EPILOGUE
I sat on the wide white satin window seat as the last flush of dusk faded from the sky. Nat moved around, tidying everything up with no trouble even though the room was dark. Moving with a wulfen’s grace, glancing at me every now and again. Like she was worried.
I didn’t blame her. I’d be worried too.
I pulled my knees up and put my arms around them, breathing in the night. Full summer, only it wasn’t as close and humid up here as it was down South. I could smell the gardens, and the good scent of grass mowed on a hot day and recovering once soft darkness falls. I read somewhere once that plants only grow at night. I don’t know. Seems like they’d need that time for sleeping, too.
Like the rest of the daylight world.
I was thinking. About Graves, and Christophe. About Gran and Dad and Mom, and about gone and forever, and about coming back. About promises and shipwrecks and holding on, and how it hurt.
About being human, and what “human” even meant.
“You okay?” Nat finally asked. “You wanna be alone, or . . .?”
A while ago, I would’ve said yes, to save her some trouble. But now, I just told the truth. “No.” I put my chin on my knees. “No, I really don’t. Have a seat?”
She sank down opposite me. I guess she was searching for something to say. So I searched too. Found it, and plunged ahead before I could lose my nerve.
“So. Did Shanks ask you out yet?”
She laughed. Her eyes glittered blue for a moment. “What?”
My throat was full. “I mean, I’ve been away. I’m behind on gossip.” Treat me like a normal girl, please. If you can. This grown-up thing sucks. “Did he?”
And God bless her, but I guess she understood. “Kind of. We got milk shakes. It’s a start.”
“Guess so.” Another long, awkward silence. “Nat . . .”
“It’s okay, Dru. Really.” She scooched back a little and brought her legs up, crossing them tailor fashion. Settled in, nice and comfortable. “You’ve just got to decompress. Just take it easy tonight, sleep during the day, and tomorrow night you can go back to your regular round of tutors, sparring, and lunches.”
I groaned and she laughed again. A nameless tension I hadn’t even noticed eased, and my lungs could expand again. I stared out at the garden below my window. Footsteps passed by in the hall—a djamphir’s light tread.
A guard. Probably Benjamin, he kept muttering about not letting me out of his sight, dammit, in case I took it into my head to Do Something Else.
I swallowed, hard. “Sergej’s dead.” It didn’t sound real when I said it out loud. “Right?”
“The nosferat are still out there. They’re just confused and scattered.” Nat’s tone was sober. “There’s other things, too. I wouldn’t trust the Maharaj.”
Word. “Me neither. They don’t seem too warm and cuddly.”
She found this funny. At least, she snorted. “But as long as you don’t go running off again, things might possibly settle down. I could use some downtime. Haven’t been shopping in ages.”
I hate shopping. But going out with Nat seemed like a good idea. “That sounds good.
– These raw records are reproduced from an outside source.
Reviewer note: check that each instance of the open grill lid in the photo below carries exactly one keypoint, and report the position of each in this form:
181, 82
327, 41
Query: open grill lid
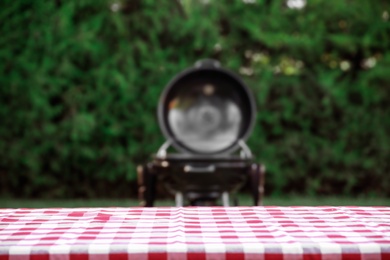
206, 110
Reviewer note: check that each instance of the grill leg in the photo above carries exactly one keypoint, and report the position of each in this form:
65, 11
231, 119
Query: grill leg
146, 185
257, 178
225, 199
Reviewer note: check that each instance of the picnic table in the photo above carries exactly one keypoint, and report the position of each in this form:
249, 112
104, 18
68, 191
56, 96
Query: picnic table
269, 232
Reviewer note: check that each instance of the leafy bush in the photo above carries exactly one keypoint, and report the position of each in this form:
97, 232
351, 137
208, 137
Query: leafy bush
80, 82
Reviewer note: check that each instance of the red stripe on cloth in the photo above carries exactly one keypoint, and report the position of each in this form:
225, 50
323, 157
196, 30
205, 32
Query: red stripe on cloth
235, 256
196, 256
118, 256
268, 256
78, 257
355, 256
157, 256
312, 257
40, 257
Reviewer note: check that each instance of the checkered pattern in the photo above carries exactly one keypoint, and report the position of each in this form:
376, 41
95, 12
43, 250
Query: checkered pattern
196, 233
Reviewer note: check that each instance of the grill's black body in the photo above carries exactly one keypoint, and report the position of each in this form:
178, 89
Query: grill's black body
206, 113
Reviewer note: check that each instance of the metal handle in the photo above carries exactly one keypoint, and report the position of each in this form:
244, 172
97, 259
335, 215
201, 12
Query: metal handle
208, 169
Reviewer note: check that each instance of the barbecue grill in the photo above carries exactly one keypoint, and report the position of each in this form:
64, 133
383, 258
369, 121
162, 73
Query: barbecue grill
205, 113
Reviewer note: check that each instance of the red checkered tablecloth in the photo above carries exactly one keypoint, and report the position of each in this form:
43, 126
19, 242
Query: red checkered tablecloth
196, 233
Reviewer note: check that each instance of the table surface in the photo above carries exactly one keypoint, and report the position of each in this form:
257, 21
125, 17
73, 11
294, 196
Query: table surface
196, 233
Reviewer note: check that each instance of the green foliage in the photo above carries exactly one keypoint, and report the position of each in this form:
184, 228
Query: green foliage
80, 82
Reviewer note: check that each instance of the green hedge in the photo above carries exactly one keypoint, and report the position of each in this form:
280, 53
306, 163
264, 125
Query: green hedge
80, 82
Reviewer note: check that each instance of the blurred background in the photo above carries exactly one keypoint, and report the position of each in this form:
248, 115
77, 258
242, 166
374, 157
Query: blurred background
80, 82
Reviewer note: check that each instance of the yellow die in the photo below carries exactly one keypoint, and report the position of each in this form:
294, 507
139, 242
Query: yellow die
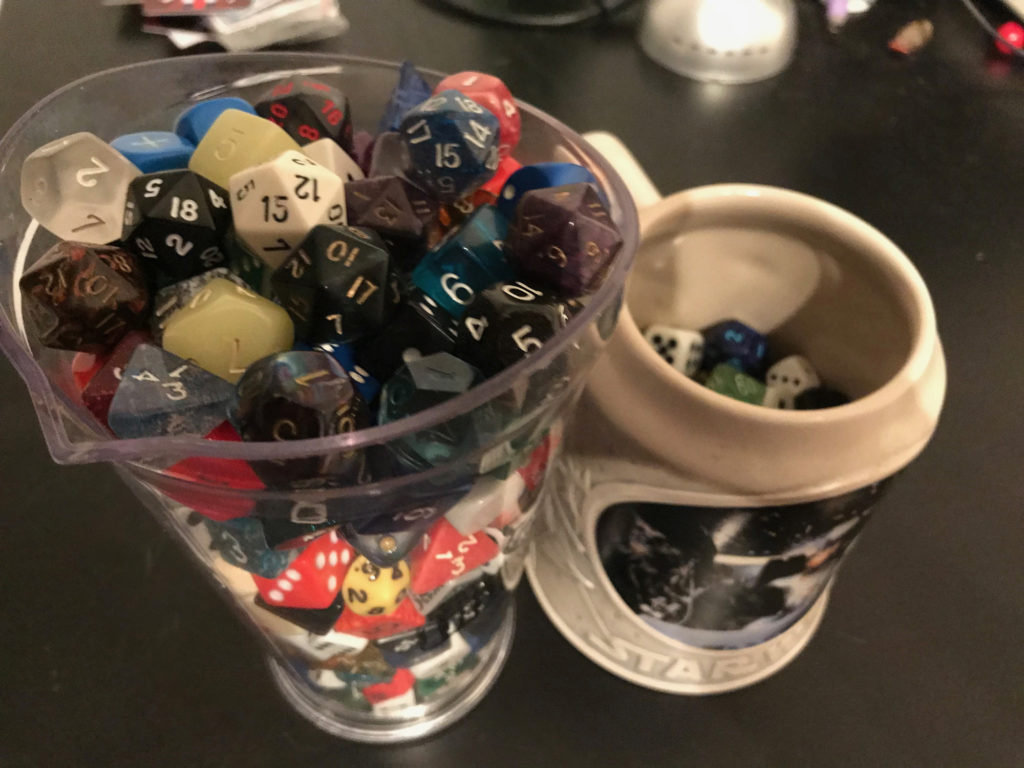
238, 140
225, 328
370, 591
We can start at one end of Fifth Avenue and go all the way through. When do you want to do it?”
“Holy shit!”
I actually jumped. But when I looked at her, she was grinning broadly.
“Who are you,” she continued, “and what have you done with Dru?” The flash of her white wulfen teeth in the faint dusky light should’ve scared me. It didn’t. She was just Nat.
Just my friend.
Oh, nothing. Just went on a several-state odyssey and almost got killed. “Grew her up a little, I hope. Seriously, Nat, when do you want to go shopping? I might even try on some shoes.”
“You’re a pod person,” she announced to the rest of my bedroom, as if there was an audience out there. “You’ve kidnapped my friend. Sucked her brain out! Not that she had much to begin with, but—”
“Bite me.” The laughter didn’t hurt, now. I didn’t even feel weird saying it. Bite me.
Pretty funny, for a part-vampire.
“Ha. You wish. Lesbo vamp girl.”
“Lesbo?”
“You love me.”
“We’d never work, Nat. You’re too high maintenance.”
We both cracked up, and right then, the darkness was kind.
She was right. Tomorrow was early enough to start worrying about everything else. So I let go of my knees, sat cross-legged like her, and together, Nat and I watched the night roll in.